According to a new poll, a majority of people surveyed in six European countries believe American foreign policy is partly to blame for the Sept. 11 attacks.

Researchers interviewed people in Britain, France, Germany, Italy, the Netherlands and Poland for the survey, which was done for the Chicago Council on Foreign Relations and the German Marshall Fund of the United States.

The French were most critical of U.S. foreign policy, with 63 percent saying U.S. foreign policy was partly to blame for the attacks. The Italians were the least critical - 51 percent of them blamed U.S. policy for Sept. 11.

Among the other four countries, 57 percent of Britons, 52 percent of Germans, 59 percent of Dutch and 54 percent of Poles saw such a connection.

Marshall Bouton, president of the Chicago Council on Foreign Relations, said Tuesday the poll found that many Europeans also disagreed with how the United States has handled conflicts in the Middle East.

Bouton said when he was in France that some residents told him they perceive American policy as anti-Muslim.

They believe "it has provided the sea in which the terrorist can swim, so to speak," he said.

Europeans are more critical of the Bush administration's handling of foreign policy than Americans. Fifty-six percent of Europeans say it is "poor," and 38 percent say it is "excellent" or "good."

Americans gave the Bush administration's foreign policy higher marks, with 40 percent rating it as "good."

Despite their differences, Americans and Europeans share many of the same views, said Steve Grand, an official with the German Marshall Fund.

Grand said the Sept. 11 events have strengthened the bond between the United States and its European allies.
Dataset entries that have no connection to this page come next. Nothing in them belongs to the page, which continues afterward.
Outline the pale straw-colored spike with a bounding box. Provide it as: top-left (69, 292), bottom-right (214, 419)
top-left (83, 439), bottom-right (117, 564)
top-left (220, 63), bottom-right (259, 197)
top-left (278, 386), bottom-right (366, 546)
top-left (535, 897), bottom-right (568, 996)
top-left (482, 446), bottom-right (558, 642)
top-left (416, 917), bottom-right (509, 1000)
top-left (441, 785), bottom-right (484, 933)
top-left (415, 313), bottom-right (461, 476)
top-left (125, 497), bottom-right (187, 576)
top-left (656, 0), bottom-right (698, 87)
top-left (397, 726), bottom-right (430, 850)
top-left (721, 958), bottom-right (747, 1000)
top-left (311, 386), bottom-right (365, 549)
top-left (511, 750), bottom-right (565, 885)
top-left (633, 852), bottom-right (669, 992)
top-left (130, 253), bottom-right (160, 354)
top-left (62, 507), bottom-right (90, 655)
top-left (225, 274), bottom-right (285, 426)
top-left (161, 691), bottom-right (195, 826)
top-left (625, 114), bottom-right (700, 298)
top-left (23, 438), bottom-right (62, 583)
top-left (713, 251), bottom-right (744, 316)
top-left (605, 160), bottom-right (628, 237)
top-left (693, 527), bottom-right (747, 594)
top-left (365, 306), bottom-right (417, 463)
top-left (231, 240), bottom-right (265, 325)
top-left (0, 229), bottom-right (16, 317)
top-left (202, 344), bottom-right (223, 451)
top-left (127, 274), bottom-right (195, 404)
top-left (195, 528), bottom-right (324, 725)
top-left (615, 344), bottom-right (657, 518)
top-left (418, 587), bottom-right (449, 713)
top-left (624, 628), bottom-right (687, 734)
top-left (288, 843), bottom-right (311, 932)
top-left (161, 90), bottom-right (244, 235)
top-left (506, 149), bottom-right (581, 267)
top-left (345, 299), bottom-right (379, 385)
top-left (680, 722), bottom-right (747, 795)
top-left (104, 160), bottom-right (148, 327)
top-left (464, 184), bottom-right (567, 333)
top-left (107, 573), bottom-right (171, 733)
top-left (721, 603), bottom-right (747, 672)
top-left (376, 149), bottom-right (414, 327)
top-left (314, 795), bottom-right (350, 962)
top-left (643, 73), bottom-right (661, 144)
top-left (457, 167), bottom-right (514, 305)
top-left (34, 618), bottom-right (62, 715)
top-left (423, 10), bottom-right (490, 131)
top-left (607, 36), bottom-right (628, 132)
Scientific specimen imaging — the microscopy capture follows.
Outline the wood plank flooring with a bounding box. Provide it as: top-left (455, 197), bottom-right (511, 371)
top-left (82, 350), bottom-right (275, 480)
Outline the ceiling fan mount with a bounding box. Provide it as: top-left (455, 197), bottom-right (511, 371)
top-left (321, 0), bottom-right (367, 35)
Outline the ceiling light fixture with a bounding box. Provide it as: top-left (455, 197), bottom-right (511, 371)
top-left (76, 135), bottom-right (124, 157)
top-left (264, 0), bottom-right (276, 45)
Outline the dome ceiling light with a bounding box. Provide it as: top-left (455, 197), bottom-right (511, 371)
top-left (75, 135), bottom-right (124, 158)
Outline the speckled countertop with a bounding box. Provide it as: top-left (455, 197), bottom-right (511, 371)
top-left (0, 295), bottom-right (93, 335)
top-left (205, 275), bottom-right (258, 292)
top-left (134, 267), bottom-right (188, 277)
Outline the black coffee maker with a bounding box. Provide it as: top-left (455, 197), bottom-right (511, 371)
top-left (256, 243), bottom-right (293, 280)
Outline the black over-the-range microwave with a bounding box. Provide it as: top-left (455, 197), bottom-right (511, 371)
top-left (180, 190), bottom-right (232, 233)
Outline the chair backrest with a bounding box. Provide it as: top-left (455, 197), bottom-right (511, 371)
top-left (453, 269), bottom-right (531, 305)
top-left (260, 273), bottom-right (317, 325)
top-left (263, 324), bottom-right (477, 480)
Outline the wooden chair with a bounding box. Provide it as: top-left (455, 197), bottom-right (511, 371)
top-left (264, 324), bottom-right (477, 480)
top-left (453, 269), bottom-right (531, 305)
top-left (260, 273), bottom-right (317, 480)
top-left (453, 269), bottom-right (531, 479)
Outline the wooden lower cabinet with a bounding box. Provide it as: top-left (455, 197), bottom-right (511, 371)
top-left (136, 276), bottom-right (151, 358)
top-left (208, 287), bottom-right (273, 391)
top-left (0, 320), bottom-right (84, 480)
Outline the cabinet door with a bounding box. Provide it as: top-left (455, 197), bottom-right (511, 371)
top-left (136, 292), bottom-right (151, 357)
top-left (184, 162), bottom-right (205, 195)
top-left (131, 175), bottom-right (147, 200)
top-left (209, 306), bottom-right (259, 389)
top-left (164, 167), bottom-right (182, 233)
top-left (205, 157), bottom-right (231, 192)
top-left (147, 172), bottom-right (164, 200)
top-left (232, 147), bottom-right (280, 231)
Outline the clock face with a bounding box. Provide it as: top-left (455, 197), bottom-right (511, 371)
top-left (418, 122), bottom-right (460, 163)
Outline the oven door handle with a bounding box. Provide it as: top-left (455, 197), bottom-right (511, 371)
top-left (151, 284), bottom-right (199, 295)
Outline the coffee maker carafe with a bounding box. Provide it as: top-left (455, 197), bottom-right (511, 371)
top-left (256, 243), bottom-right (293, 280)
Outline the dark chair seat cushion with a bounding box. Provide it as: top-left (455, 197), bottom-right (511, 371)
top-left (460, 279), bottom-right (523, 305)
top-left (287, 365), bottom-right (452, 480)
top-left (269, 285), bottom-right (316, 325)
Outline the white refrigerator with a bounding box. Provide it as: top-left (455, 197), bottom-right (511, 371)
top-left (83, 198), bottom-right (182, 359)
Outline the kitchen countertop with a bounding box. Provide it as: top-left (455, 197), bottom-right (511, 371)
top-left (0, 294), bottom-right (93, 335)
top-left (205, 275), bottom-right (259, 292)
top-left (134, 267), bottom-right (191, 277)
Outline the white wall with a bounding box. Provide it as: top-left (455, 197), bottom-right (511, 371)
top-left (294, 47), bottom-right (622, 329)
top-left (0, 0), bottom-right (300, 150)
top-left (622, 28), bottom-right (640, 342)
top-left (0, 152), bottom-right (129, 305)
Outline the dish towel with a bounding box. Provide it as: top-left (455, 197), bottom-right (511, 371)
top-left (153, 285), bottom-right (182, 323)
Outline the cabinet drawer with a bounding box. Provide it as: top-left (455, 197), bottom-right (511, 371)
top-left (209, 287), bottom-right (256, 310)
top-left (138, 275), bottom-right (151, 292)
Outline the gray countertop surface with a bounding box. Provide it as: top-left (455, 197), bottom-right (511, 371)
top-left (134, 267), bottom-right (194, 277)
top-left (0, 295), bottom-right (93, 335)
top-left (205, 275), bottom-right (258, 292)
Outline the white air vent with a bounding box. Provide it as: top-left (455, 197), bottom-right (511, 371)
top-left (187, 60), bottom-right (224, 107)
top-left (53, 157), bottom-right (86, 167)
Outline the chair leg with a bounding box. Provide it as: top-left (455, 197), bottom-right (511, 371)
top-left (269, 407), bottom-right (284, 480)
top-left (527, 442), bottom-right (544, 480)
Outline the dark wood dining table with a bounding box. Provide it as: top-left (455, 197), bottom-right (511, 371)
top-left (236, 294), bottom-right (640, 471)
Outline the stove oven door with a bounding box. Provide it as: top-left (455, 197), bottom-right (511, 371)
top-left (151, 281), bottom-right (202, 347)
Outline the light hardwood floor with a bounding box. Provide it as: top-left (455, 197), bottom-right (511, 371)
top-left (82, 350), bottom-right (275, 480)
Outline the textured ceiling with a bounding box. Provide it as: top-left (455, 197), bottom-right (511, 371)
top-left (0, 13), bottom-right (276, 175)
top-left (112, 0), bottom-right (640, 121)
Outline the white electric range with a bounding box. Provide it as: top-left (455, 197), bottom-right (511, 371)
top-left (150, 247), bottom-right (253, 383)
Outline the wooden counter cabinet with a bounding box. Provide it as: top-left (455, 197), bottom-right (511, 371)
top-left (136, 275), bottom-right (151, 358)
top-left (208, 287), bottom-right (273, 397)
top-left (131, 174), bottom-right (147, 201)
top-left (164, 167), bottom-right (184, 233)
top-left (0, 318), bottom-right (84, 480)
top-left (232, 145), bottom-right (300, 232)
"It's brought Americans to be more internationalist, recognizing that America has more of an important role in the world," he said. "At the same time it's made Europeans more sensitive to the threats, and you see a real readiness on the part of Europeans to address those new threats."

Researchers interviewed 6,001 Europeans and 3,262 Americans for the survey, which was conducted in June by Market & Opinion Research International and Harris Interactive. It had a statistical margin of error of plus or minus 3 percentage points.

The Chicago Council on Foreign Relations promotes public awareness of international issues, and the German Marshall Fund is an organization which tries to improve foreign relations.